“Sustainability” can seem like another industry buzzword used by brands to market themselves. But in the seafood and fisheries industries, sustainable practices could very well save countless marine species from extinction and preserve the livelihoods of people living in coastal communities around the world. Restaurants that buy sustainable seafood are a good example of businesses making a positive impact on the fishing industry.
A 2019 report by the European Commission found that around 40% of Atlantic fish stocks and 87% of Mediterranean fish stocks are being fished unsustainably, contributing to mounting pressure on marine resources. Much of this problem has to do with the way fish and shellfish are caught or farmed. Methods like bottom trawling — where ships use rockhopper trawls to trawl the ocean floor — cause massive damage to coral reefs, dramatically reducing the area available for marine species to breed and thrive.
Amid mounting pressure on global fish stocks and clear evidence of overfishing, restaurants and other businesses in the foodservice industry that buy seafood must take it upon themselves to be more responsible about where they source their seafood.
Pacific bluefin tuna is arguably the poster child of overfishing. In 2013, indiscriminate fishing caused Pacific bluefin tuna numbers to plummet by 96%. Six years later, a giant specimen weighing 612 pounds sold at a New-Year auction in Tokyo for a record $3.1 million (333.6 million yen), reflecting both its rarity and high demand.

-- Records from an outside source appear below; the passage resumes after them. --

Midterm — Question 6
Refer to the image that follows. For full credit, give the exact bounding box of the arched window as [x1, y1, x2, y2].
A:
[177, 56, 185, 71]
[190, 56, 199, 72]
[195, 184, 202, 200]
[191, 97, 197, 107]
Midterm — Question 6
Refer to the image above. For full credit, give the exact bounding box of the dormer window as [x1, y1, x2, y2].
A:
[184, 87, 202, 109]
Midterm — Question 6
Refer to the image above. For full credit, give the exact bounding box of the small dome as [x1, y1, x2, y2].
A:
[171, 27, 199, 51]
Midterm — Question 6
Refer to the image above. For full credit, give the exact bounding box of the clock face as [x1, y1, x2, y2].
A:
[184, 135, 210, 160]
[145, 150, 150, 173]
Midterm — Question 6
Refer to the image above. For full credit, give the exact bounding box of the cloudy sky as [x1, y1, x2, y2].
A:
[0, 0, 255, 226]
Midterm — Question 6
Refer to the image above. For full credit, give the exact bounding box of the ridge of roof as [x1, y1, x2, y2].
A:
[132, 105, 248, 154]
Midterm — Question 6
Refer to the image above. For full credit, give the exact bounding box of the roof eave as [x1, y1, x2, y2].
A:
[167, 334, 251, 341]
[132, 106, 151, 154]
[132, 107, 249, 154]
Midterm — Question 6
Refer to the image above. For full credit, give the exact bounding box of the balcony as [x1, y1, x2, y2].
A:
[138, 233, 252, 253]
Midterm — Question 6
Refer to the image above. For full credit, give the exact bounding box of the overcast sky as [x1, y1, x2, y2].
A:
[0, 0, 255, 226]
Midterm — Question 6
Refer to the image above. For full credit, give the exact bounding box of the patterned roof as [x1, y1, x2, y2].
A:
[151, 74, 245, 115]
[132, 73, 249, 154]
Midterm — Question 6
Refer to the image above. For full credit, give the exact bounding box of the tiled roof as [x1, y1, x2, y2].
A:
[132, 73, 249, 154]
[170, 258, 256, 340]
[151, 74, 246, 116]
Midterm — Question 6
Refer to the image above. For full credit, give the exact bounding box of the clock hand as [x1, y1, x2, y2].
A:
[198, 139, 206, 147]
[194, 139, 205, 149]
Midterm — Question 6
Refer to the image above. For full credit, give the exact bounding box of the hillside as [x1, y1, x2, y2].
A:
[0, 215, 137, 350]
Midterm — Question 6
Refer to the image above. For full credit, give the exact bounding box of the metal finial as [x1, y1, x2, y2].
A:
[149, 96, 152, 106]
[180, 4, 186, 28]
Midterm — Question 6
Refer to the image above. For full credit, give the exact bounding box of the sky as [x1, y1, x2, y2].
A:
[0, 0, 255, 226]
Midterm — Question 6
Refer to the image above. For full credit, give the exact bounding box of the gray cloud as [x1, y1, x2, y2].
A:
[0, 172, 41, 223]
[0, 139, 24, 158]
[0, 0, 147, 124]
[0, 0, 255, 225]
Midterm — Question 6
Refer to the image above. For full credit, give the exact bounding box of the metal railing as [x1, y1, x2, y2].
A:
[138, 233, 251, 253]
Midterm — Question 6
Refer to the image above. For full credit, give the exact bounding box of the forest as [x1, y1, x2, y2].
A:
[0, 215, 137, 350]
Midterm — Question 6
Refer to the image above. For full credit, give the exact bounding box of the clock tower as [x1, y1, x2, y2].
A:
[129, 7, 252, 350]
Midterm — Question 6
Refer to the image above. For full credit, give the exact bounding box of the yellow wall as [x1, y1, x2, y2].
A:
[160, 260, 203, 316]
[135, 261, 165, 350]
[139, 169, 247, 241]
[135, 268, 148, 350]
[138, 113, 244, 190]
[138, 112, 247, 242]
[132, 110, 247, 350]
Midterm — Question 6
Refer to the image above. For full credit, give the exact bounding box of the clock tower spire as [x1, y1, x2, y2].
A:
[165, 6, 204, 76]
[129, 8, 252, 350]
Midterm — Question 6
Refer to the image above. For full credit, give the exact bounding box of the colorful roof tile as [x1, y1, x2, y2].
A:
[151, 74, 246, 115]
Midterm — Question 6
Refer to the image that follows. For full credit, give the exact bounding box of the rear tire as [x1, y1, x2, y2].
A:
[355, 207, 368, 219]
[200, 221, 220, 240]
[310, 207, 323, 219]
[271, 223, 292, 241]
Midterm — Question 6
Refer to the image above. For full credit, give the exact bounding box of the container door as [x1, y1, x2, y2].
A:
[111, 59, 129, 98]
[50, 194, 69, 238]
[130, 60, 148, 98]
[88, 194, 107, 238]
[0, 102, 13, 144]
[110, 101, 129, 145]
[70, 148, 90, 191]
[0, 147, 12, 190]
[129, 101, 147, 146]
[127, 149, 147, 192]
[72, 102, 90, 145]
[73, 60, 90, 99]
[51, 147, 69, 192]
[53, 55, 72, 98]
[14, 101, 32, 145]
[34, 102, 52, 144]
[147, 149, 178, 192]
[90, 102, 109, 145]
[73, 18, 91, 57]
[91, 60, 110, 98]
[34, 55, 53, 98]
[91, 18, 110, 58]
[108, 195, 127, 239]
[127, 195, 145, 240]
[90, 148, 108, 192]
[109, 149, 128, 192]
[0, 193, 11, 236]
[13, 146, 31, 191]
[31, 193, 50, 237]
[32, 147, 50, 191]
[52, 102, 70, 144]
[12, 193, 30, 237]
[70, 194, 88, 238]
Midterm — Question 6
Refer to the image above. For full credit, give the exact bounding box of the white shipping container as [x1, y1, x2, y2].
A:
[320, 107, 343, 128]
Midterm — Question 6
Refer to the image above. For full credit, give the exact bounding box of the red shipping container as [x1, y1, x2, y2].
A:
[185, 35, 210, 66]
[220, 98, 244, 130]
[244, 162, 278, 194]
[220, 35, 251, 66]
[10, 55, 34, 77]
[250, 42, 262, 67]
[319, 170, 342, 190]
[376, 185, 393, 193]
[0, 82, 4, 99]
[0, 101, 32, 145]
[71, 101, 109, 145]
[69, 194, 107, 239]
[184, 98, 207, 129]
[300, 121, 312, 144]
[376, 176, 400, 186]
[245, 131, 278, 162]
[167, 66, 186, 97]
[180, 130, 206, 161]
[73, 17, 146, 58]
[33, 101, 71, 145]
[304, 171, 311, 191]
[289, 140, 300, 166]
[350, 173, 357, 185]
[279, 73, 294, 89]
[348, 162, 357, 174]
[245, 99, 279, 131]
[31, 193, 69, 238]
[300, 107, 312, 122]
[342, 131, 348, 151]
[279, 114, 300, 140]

The bluefin tuna situation offers a glimpse of what might happen if both consumers and sellers of seafood products ignore the importance of buying sustainably sourced seafood. As one species’ population declines, fishermen will inevitably move to other fish species — a trend known as “serial overfishing.”
If you’re a restaurant owner or manager, here are three suggestions to get started.
If you’re looking to integrate sustainable seafood products into your menu, consider using sustainable seafood guides like the Monterey Bay Aquarium’s Seafood Watch and the Marine Conservation Society’s Good Fish Guide. These resources are updated regularly to reflect the latest information on seafood populations and fishing methods
Let customers know that you’re taking or have already taken steps to procure and serve sustainably sourced seafood. Start by training your staff so they learn about your sustainable seafood products, which they can highlight to your customers. Let guests know that their choice to eat sustainable food has a positive impact on the environment.
When sourcing fresh or frozen seafood, look for suppliers that are committed to providing products that have been sustainably sourced. Sustainable seafood certifications are an excellent guide to help identify suppliers that offer sustainable seafood. For example, the Marine Stewardship Council (MSC) and the Aquaculture Stewardship Council (ASC) certify wild-caught and farmed seafood come from well-managed fisheries and farms that use sustainable methods of catching or harvesting seafood.